After several quarters of good results, Rocky Brands ended the year on a high, scoring a net income increase of 41.0 percent for the fourth quarter to $5.1 million, on revenues that went up by 12.1 percent to $75.3 million, both exceeding analysts’ forecasts.

The management attributed the significant improvement in earnings to continued progress in enhancing gross margins through a better segment mix, increased manufacturing efficiencies and higher sales at full prices, which has enabled Rocky to make additional investments in people, resources and marketing programs to support sustained growth in the turnover.

The company also pointed to a strong momentum in the Rocky, Georgia Boot and Durango brands and robust growth in the retail segment. Retail sales in the quarter jumped by 26.0 percent to $20.8 million, driven by both the Lehigh CustomFit safety shoe program and the direct-to-consumer channel. The division delivered its third consecutive quarter of growth above 20 percent. The addition of new styles from Rocky, Georgia, New Balance and Skechers as well as the implementation of new social marketing initiatives and promotional placements help improve engagement and sell-through.

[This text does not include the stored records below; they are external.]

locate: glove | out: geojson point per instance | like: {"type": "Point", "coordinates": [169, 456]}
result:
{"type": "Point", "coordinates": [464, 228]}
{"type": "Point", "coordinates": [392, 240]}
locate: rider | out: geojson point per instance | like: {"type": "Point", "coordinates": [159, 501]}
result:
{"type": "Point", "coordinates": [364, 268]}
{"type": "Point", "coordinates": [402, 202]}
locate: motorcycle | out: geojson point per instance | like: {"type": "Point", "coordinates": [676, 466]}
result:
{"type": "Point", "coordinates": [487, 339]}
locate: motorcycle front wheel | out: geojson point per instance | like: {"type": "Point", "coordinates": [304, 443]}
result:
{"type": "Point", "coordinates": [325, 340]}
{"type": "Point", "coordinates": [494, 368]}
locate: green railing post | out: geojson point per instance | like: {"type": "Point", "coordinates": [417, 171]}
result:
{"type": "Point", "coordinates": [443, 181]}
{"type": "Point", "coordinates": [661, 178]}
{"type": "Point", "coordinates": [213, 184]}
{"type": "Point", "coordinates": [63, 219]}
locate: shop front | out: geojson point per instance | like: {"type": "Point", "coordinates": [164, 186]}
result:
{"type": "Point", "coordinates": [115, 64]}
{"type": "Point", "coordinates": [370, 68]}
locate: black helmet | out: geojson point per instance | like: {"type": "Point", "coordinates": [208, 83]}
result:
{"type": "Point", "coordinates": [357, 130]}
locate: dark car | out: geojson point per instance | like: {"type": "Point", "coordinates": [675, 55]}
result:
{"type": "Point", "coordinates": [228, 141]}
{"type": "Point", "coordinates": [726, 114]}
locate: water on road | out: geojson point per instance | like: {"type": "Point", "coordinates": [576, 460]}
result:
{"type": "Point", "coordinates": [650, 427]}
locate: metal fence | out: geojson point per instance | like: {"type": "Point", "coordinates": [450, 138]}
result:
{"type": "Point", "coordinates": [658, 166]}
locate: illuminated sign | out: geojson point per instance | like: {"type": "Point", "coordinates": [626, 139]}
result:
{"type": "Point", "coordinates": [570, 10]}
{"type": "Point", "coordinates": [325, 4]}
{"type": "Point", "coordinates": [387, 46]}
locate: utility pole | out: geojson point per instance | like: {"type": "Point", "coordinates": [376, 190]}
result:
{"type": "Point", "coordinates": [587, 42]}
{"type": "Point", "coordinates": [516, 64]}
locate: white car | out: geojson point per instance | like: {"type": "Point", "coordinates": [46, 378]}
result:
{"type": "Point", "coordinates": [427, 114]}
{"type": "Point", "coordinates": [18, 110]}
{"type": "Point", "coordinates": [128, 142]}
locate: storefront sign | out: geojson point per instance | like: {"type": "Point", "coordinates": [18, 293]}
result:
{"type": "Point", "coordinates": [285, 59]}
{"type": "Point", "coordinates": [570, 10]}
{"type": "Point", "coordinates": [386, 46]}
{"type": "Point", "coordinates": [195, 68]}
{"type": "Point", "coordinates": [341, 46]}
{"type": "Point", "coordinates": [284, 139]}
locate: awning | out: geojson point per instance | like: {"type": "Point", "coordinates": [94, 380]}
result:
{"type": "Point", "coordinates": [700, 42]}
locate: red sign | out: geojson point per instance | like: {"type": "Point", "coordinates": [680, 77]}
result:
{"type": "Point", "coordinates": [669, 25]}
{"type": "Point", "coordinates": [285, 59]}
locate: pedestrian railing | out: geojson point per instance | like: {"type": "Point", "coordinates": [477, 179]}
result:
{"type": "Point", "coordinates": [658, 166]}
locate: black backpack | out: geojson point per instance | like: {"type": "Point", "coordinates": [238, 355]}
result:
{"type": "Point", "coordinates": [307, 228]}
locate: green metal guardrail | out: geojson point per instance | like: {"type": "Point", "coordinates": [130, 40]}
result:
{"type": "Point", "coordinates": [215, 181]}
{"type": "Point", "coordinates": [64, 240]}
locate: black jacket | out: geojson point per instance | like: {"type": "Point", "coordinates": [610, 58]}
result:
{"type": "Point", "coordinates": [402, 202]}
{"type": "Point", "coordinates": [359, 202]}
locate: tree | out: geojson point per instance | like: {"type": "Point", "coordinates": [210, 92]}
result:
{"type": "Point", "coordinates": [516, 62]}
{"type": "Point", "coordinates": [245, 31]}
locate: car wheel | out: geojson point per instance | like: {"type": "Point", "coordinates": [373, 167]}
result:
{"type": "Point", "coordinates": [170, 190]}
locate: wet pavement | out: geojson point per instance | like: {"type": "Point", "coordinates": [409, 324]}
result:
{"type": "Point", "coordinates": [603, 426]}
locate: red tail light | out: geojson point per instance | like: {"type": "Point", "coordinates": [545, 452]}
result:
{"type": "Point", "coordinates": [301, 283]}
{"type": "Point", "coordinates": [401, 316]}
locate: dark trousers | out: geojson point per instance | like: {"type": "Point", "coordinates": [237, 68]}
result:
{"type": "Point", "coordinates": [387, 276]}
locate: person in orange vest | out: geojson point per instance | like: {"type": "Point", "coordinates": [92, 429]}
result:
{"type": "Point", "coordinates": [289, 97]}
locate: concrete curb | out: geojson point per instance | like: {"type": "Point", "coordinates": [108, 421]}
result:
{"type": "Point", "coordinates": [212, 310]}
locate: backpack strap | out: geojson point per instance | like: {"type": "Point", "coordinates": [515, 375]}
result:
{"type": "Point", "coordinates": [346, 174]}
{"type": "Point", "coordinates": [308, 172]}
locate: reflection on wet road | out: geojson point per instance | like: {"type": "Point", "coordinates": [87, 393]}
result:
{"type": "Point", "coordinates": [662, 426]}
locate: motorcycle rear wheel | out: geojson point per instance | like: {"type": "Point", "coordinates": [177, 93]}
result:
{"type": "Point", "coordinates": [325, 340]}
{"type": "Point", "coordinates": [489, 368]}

In the wholesale segment, sales improved by 7.3 percent to $49.3 million, led by strong gains in the work, western and commercial military categories. Georgia grew by high-single digits, thanks to continued success at key retailers like Tractor Supply, Boot Barn and Amazon. Durango’s sales were up by mid-teens, fueled by the continued growth of legacy items including the brand’s popular flag boots, combined with the successful introduction of the PX premium boots and others. For the Rocky brand, sales were up by low to mid-single digits, with a strong increase in the commercial military bases, partially offset by some softness in outdoor.

Military segment sales increased by 10.4 percent to $5.3 million. The company recently started delivering its general safety boots under a U.S. Navy contract that it received from the Defense Logistics Agency in May, which it said will provide some relief in 2020.

Overall, the gross margin expanded by 1.6 percentage points to 37.5 percent, driven by a higher percentage of retail sales, which carry higher gross margins than wholesale and military sales, and improved wholesale, retail and military segment margins versus the same period of last year.

For the full financial year, the group’s revenues gained 7.0 percent to €270.4 million. Retail sales increased by 21.8 percent to $64.8 million, while wholesale was up by 3.7 percent to $179.5 million. Military segment sales declined by 1.1 percent to $26.1 million. The gross margin improved by 1.70 percentage points to 36.1 percent of sales, and net income rose by 20.0 percent to $17.5 million.

Looking ahead, the group said it has received a purchase agreement from the Defense Logistics Agency to produce general-purpose safety boots for the U.S. Navy. Under the terms of this agreement, the agency has the right to purchase about 27 million of these boots up to May 2022.